Q: The choice of datasets is poorly motivated for the VFL problem. The credit score and Caltech datasets are reasonable, but segmenting a CIFAR or MNIST image into segments, or an IMDB review at different clients is not reasonable.

R: We notice the unreasonable dataset. Since the scarcity of the VFL dataset, many previous works not only test VFL performance on tabular and multiview datasets but also on CV and NLP datasets by splitting the original data sample (see, e.g., [4] [5] [6]). We follow previous works to test the performance of our attack in distinct tasks. We hope to further investigate and apply more suitable dataset on CV and NLP tasks.

[4] Chen et al. (2020) Vafl: a method of vertical asynchronous federated learning.

[5] D Romanini et al. (2021) Pyvertical: A vertical federated learning framework for multi-headed splitnn.

[6] Li et al. (2023) FedVS: Straggler-Resilient and Privacy-Preserving Vertical Federated Learning for Split Models.

评论- Response to reviewer XBEx (Part 5/8)

2023-11-18

Question 13:

Q: Theoretical results Lemma 1, Lemma 2, and Theorem 1 appear to have an implicit large N assumption. The lower bound on the probability is negative for $N < 55$ , and exceeds 0.5 at about N=150.

R: The same concern was raised by reviewer HDL1. Having noticed the previous loose bound, we tighten the lower bound and update the probability from $\frac{1}{2}\left(1 - \frac{1}{N^2} e^{4\sqrt{\log(N)}}\right)\left(1-e^{-\frac{N}{\sqrt{4\pi N\log(N)}}}\right)$ to $\left(1-\frac{\delta}{1+ \delta ^2}\phi(\delta)\right) \left(1 - e^{-2(\log(N)-1 )^2}\right)\left(1-e^{-\frac{N}{\sqrt{4\pi N\log(N)}}}\right)= f(\delta)p(N)$ for $\delta > 0, \phi(\delta) = \frac{e^{-\delta^2/2}}{\sqrt{2\pi}}$ , where the minimum of $f(\delta)$ is 0.852 and the minimum of $p(N)$ is 0 (increases with $N$ ). Due to space limitations and complex expressions, we include the detailed proof and figure of the function in the revised Appendix (see Appendix E and Figure 10).

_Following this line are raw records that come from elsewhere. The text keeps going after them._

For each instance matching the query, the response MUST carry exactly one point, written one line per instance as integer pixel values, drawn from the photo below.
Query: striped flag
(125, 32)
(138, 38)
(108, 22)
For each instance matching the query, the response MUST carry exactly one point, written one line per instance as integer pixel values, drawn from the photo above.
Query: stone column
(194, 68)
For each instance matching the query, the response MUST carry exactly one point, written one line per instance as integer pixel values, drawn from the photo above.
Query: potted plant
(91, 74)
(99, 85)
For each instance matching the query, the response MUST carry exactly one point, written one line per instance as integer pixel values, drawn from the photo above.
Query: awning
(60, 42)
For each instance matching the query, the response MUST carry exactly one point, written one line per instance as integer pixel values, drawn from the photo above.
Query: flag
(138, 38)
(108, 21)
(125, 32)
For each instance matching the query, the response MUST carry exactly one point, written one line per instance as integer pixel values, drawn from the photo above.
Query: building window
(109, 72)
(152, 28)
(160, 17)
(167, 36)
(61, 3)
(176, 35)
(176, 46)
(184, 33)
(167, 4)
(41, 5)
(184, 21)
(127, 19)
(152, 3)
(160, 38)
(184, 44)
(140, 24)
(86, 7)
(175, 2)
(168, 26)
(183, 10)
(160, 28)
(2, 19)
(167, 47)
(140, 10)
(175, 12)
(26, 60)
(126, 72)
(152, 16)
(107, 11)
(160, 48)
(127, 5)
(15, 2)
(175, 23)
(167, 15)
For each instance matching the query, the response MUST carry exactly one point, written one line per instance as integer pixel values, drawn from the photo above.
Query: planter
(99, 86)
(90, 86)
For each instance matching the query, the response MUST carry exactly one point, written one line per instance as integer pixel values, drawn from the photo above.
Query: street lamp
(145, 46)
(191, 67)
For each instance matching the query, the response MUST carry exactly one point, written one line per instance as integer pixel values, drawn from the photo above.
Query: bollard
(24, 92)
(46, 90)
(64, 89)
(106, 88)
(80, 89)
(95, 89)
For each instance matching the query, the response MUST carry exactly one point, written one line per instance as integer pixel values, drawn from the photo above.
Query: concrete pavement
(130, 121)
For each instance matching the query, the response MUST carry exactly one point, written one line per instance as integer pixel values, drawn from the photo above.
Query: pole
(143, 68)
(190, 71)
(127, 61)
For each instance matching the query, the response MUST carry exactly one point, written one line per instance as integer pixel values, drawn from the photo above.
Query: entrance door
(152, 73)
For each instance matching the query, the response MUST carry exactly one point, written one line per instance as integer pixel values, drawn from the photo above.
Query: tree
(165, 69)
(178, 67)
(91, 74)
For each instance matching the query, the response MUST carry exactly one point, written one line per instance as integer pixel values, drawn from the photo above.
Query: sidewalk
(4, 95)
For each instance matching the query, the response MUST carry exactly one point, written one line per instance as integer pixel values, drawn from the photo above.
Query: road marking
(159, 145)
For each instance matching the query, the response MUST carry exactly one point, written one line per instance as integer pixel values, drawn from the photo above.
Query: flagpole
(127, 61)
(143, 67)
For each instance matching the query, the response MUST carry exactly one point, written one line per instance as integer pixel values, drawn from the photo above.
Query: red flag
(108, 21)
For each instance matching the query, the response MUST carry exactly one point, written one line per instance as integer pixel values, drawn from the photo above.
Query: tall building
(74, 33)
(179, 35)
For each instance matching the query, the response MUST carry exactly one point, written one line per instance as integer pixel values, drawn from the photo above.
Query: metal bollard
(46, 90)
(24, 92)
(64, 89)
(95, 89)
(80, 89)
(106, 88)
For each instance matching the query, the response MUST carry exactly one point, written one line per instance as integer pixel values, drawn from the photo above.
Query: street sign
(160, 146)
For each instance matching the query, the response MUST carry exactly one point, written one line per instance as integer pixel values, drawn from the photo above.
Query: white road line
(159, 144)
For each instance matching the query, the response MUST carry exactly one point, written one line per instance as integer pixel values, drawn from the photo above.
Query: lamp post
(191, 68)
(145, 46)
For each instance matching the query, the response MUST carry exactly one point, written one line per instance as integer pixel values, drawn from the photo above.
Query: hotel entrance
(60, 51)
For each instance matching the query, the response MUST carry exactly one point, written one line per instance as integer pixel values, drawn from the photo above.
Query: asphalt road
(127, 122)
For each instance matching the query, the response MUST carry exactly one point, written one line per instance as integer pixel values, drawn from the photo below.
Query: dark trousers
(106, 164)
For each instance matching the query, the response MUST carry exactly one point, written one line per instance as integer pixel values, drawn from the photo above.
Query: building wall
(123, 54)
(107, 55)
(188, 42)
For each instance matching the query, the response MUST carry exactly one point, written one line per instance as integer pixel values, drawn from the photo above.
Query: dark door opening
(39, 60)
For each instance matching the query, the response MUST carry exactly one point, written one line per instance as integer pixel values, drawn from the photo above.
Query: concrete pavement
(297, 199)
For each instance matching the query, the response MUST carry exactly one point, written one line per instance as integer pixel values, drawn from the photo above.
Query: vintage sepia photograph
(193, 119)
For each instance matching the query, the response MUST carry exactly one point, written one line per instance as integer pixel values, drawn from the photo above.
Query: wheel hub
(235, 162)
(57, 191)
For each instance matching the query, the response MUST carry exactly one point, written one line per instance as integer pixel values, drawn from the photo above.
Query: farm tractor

In summary, the new bounds provide a positive lower bound for probability and the bound increases with $N$ . We draw the function of $p(N) = \left(1 - e^{-2(\log(N)-1 )^2}\right)\left(1-e^{-\frac{N}{\sqrt{4\pi N\log(N)}}}\right)$ and $f(\delta) = 1-\frac{\delta}{1+ \delta^2}\phi(\delta)$ and discussed their behaviors in Appendix E.

Question 14:

Q: How does the proposed E-TS algorithm work compared to sequential arm elimination proposed in S. Shahrampour, M. Noshad and V. Tarokh. On Sequential Elimination Algorithms for Best-Arm Identification in Multi-Armed Bandits. IEEE Transactions on Signal Processing, vol. 65, no. 16, pp. 4281-4292, 15 Aug.15, 2017

R: The referred nonlinear sequential elimination, which we call NSE for short, gives a solution to the MAB problem purely by exploring arms. NES is based on the concept of sequentially eliminating arms in an MAB setup until a single best arm is identified. NSE, distinct from traditional sequential elimination methods that linearly allocate exploration resources, employs a nonlinear function relative to the remaining arms for budget allocation in each round. In contrast to E-TS and TS, which focus on minimizing regret, NSE aims to reduce the misidentification probability within a limited exploration budget.

We experimentally compare the performance of the proposed E-TS, plain TS, and NSE. To facilitate a fair comparison, we set different exploration budgets (denoted as $T$ ) and parameter $p$ for NSE. In this setup, NSE explores each arm's reward for $T$ rounds and subsequently uses the best arm it identifies post- $T$ rounds. We report all experimental results in Figure 12 and 13 in Appendix G.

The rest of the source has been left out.